So back to the question; we have a binding agreement on the modification. Is the lender a holder entitled to enforce without this modification?
You state that "we have a binding agreement on the modification", but earlier said "I don't know if the modifcation was ever signed by the lender. BUT, the terms of the modfication were in place as the payment changed to reflect the modified payment." It seems to me that you present a possibly faulty legal conclusion.
Does the modification agreement call for the signature of both parties to give the agreement effect? This might take the form of express language, but also might simply be implied by the appearance of a place on the agreement for the Lender to sign.
You begin with the conclusion which might or might not be correct. In most states, as t points out, failure of one party to execute the agreement would be rather strong and conclusive evidence that a contract never came into being.
The assertion that acceptance of payments consistent with the modification agreement proves acceptance of the agreement is pretty weak at best, since a Lender can always elect to accept partial payments and can unilaterally choose forbearance without entering into a modification agreement at all.
Paragraph 12 of your deed of trust probably includes this language:
12. Borrower Not Released; Forbearance By Lender Not a Waiver. Extension of the time for payment or modification of amortization of the sums secured by this Security Instrument granted by Lender to Borrower or any Successor in Interest of Borrower shall not operate to release the liability of Borrower or any Successors in Interest of Borrower. Lender shall not be required to commence proceedings against any Successor in Interest of Borrower or to refuse to extend time for payment or otherwise modify amortization of the sums secured by this Security Instrument by reason of any demand made by the original Borrower or any Successors in Interest of Borrower. Any forbearance by Lender in exercising any right or remedy including, without limitation, Lender’s acceptance of payments from third persons, entities or Successors in Interest of Borrower or in amounts less than the amount then due, shall not be a waiver of or preclude the exercise of any right or remedy.

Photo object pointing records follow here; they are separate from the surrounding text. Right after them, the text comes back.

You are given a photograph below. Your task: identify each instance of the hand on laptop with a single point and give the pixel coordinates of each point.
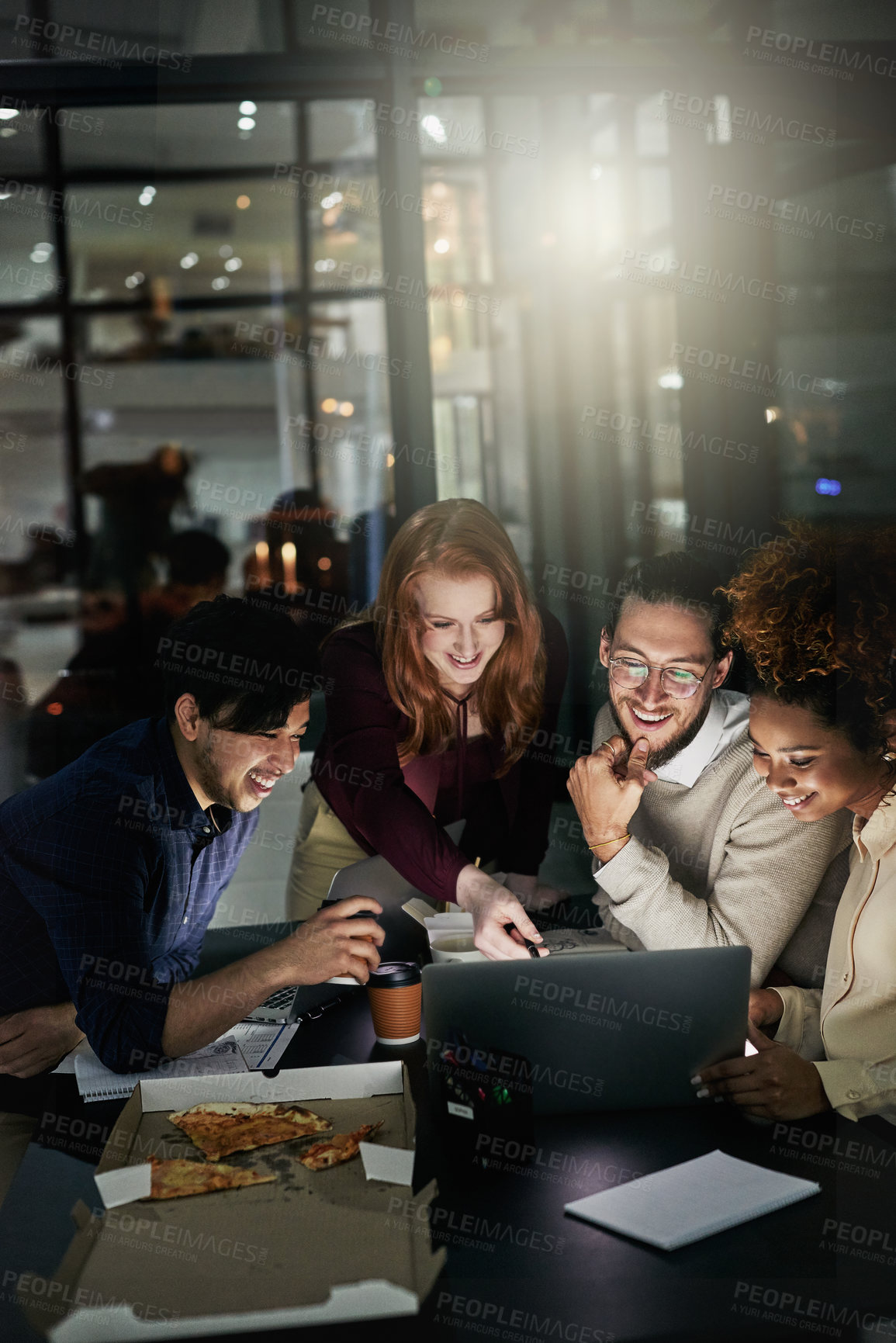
(36, 1038)
(335, 943)
(766, 1008)
(774, 1083)
(493, 909)
(606, 791)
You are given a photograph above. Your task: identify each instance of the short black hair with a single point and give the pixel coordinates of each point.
(245, 668)
(676, 579)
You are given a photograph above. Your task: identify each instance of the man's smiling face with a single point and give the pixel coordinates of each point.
(662, 637)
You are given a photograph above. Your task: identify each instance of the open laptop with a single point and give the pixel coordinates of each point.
(582, 1032)
(405, 939)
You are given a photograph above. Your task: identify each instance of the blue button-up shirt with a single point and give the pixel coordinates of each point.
(109, 876)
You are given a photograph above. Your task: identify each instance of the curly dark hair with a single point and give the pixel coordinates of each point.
(817, 621)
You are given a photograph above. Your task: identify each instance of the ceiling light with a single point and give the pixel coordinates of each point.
(434, 130)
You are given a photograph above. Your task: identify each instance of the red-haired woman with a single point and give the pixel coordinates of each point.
(440, 707)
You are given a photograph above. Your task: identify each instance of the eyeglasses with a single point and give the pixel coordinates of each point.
(675, 681)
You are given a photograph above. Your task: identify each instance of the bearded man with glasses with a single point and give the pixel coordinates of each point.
(690, 848)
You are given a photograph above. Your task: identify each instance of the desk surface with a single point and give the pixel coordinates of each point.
(517, 1267)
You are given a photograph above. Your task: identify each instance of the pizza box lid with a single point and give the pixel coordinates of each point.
(238, 1262)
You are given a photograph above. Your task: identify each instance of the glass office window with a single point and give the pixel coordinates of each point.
(223, 384)
(164, 34)
(352, 374)
(29, 270)
(185, 239)
(344, 128)
(220, 134)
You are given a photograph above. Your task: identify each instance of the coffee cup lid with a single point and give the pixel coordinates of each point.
(393, 974)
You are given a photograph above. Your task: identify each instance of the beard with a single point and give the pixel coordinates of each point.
(656, 759)
(210, 778)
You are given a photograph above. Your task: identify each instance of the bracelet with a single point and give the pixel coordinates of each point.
(605, 843)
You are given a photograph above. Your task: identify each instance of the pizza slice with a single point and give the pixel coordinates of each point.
(179, 1178)
(340, 1147)
(220, 1128)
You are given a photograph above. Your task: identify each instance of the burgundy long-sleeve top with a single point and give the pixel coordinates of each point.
(356, 768)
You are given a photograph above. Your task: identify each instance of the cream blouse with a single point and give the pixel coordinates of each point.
(849, 1026)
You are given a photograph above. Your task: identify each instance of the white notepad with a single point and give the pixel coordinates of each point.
(95, 1082)
(694, 1199)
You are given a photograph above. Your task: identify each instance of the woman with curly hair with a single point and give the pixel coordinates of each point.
(441, 707)
(818, 624)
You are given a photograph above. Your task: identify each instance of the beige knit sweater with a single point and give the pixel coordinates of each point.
(725, 864)
(850, 1026)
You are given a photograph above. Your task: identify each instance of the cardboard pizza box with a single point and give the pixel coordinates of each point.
(312, 1248)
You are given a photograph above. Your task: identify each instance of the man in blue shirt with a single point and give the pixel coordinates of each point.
(110, 869)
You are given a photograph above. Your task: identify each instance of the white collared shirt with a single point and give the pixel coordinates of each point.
(727, 720)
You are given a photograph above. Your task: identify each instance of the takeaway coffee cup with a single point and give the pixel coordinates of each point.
(394, 994)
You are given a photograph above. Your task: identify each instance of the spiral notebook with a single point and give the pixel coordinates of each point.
(246, 1047)
(687, 1203)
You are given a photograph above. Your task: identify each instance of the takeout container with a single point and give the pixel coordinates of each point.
(445, 931)
(313, 1248)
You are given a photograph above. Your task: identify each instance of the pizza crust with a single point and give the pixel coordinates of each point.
(220, 1128)
(340, 1147)
(179, 1178)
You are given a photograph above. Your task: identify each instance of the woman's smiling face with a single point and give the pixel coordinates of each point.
(461, 632)
(813, 768)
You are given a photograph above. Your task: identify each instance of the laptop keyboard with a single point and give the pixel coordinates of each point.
(282, 998)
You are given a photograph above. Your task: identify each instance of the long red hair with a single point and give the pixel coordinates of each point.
(460, 538)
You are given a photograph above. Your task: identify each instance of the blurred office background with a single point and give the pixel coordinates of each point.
(280, 273)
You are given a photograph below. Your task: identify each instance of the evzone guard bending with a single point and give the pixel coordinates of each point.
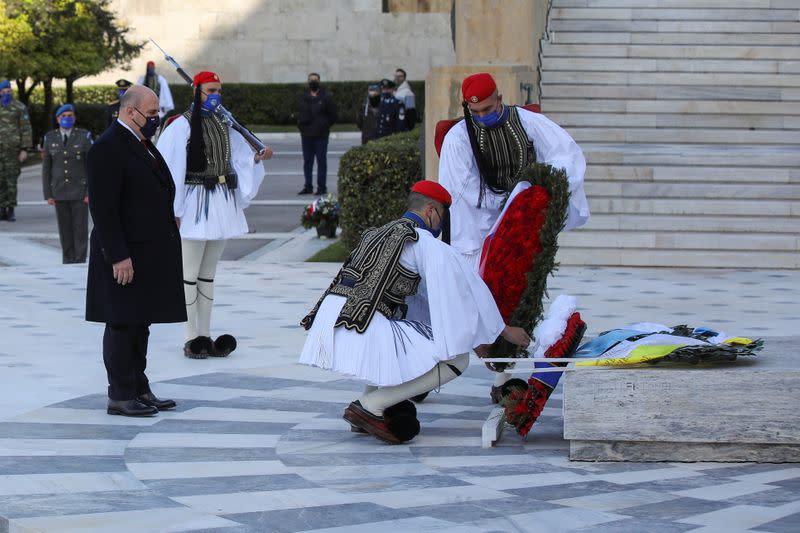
(402, 315)
(216, 176)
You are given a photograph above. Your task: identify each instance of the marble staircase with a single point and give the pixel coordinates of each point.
(689, 114)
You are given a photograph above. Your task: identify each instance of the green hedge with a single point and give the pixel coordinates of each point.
(374, 182)
(251, 103)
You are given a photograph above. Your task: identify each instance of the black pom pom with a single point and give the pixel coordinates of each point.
(224, 345)
(512, 384)
(403, 426)
(201, 345)
(403, 408)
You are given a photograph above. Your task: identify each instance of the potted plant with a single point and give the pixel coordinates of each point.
(323, 214)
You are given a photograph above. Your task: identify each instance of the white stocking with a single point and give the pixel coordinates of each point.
(205, 285)
(378, 400)
(192, 256)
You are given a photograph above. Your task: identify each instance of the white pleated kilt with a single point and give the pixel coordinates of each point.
(389, 352)
(210, 216)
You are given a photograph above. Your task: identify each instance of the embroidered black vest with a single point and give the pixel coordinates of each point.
(506, 149)
(372, 279)
(217, 140)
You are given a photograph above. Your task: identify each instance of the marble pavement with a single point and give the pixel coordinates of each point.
(258, 444)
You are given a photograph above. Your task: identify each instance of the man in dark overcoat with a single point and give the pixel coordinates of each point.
(135, 273)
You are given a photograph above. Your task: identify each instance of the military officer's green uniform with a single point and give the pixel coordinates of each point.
(64, 180)
(16, 135)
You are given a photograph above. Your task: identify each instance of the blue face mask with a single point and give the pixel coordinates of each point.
(492, 119)
(212, 102)
(150, 126)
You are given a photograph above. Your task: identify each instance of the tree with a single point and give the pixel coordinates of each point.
(16, 43)
(71, 39)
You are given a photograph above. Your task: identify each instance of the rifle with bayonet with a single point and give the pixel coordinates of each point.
(220, 111)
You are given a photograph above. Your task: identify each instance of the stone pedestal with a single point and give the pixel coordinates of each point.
(745, 411)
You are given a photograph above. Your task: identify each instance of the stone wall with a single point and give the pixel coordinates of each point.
(283, 40)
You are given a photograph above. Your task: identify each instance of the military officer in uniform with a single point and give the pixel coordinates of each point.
(64, 152)
(16, 136)
(112, 111)
(392, 111)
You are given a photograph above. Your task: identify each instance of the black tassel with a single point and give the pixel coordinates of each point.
(196, 154)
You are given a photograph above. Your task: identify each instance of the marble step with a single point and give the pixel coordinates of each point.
(684, 39)
(692, 174)
(624, 64)
(757, 4)
(683, 155)
(699, 223)
(674, 240)
(685, 135)
(692, 107)
(674, 92)
(695, 206)
(672, 26)
(663, 13)
(645, 120)
(692, 191)
(714, 51)
(649, 257)
(576, 77)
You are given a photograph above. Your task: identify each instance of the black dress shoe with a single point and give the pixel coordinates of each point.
(151, 400)
(130, 408)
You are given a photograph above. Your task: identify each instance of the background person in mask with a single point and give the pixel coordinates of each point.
(16, 137)
(216, 175)
(484, 155)
(406, 95)
(368, 117)
(135, 254)
(112, 111)
(64, 151)
(158, 84)
(316, 115)
(392, 110)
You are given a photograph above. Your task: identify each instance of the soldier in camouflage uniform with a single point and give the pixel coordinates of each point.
(64, 152)
(16, 137)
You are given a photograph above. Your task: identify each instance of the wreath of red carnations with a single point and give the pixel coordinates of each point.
(519, 257)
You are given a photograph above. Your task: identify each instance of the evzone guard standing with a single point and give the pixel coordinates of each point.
(402, 315)
(483, 157)
(216, 175)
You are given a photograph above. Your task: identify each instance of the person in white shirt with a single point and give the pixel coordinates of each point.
(402, 315)
(484, 155)
(158, 84)
(216, 175)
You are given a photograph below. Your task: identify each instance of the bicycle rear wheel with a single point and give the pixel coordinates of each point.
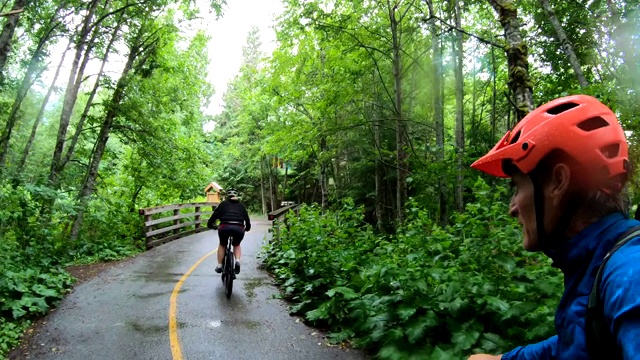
(229, 273)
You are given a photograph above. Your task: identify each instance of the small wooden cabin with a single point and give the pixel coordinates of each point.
(212, 191)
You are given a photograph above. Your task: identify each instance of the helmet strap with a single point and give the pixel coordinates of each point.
(554, 239)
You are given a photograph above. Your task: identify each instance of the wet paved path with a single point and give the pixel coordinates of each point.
(124, 312)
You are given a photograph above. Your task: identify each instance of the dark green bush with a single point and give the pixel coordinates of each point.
(426, 292)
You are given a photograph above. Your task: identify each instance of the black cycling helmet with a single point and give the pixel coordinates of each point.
(232, 193)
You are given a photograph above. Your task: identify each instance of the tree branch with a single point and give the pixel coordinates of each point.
(453, 27)
(12, 12)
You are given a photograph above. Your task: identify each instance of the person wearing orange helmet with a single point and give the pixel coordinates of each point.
(568, 162)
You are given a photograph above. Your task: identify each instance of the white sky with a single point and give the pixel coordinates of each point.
(229, 35)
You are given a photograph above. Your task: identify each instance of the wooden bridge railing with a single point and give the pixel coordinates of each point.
(169, 222)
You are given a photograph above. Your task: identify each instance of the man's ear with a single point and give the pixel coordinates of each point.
(559, 182)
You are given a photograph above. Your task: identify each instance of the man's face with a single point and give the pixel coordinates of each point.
(522, 207)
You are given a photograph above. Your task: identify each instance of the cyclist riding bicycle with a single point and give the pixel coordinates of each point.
(568, 162)
(234, 221)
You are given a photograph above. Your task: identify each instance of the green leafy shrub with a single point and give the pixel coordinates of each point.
(426, 292)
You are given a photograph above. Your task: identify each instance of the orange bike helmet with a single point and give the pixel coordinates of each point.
(579, 125)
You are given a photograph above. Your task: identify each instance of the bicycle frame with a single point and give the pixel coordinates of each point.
(228, 271)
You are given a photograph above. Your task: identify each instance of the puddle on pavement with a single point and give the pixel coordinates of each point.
(245, 323)
(149, 329)
(151, 295)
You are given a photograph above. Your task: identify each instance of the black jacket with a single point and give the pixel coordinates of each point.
(230, 211)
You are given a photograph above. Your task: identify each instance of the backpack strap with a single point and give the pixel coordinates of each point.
(601, 343)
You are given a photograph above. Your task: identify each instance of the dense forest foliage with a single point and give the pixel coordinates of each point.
(369, 112)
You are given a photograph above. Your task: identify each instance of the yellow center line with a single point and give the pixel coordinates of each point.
(176, 353)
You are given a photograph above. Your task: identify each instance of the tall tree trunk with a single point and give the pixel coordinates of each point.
(380, 198)
(401, 125)
(89, 103)
(284, 182)
(6, 36)
(324, 182)
(438, 113)
(493, 94)
(459, 80)
(27, 82)
(262, 186)
(566, 44)
(71, 94)
(517, 53)
(88, 185)
(43, 107)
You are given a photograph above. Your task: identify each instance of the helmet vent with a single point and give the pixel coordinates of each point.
(515, 137)
(561, 108)
(610, 151)
(593, 124)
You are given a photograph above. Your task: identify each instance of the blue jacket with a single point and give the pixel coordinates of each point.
(620, 291)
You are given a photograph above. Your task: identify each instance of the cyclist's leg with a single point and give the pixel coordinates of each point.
(223, 235)
(238, 235)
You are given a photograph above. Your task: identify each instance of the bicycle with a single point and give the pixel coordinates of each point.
(228, 268)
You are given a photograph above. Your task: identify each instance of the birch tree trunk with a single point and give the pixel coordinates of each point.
(6, 36)
(401, 127)
(459, 80)
(438, 112)
(38, 120)
(89, 103)
(517, 56)
(566, 44)
(88, 185)
(71, 94)
(262, 186)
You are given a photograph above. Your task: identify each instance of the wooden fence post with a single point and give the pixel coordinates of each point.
(176, 212)
(197, 217)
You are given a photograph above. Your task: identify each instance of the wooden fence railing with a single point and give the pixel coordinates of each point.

As t points out, most often the mortgage investor or servicer will seek to assert the terms of the modification, because the oppressive language is more favorable to the Lender. It is unclear what you hope to accomplish by asserting that the modifcation is valid and binding as this may make your case worse rather than better.
To any extent that you think that the argument that a foreclosure was wrongful because the Lender failed to follow the written modification agreement, if you do not even have a signed copy of the agreement, you seem to be describing exactly the situation t talked about. Moreover, the question as to wrongful foreclosure will turn on whether there was a default, not the amount of default. If you go into court and the creditor says you owed $10,000 at default and you say, "No, I did't owe a dime more than $8,000 when I defaulted", the judge is going to throw you out on your ear.
The only successful argument is probably going to be that you were never in default at all. Good luck!
As Plaintiff, can I just sit back and point out the inconsistencies between the Note the lender produced and let them try to explain it?
As plaintiff in any proceeding, you cannot just "sit back" and hope for anything. You will bear the burden of proof as to every essential element of your asserted cause of action. It is the defendant which can sit back and simply assail your arguments and your proof.
This is why it is so much harder to win as plainiff than to prevail as a defendant. This is also why it is always easier to defend in a non-judicial foreclosure state in a Bankruptcy setting rather than as plaintiff in a state or Federal court action for wrongful foreclosure.
Before I began to argue that there was a binding modification agreement, I would read the modifcation agreement about twenty times, look up all of the statutes and cases, show the modification agreement to a lawyer and ask yourself what you are trying to PROVE by the modifcation agreement. Most borrowers would usually be better off NOT putting the modification agreement into evidence, because much of the language is likely to eviscerate your case.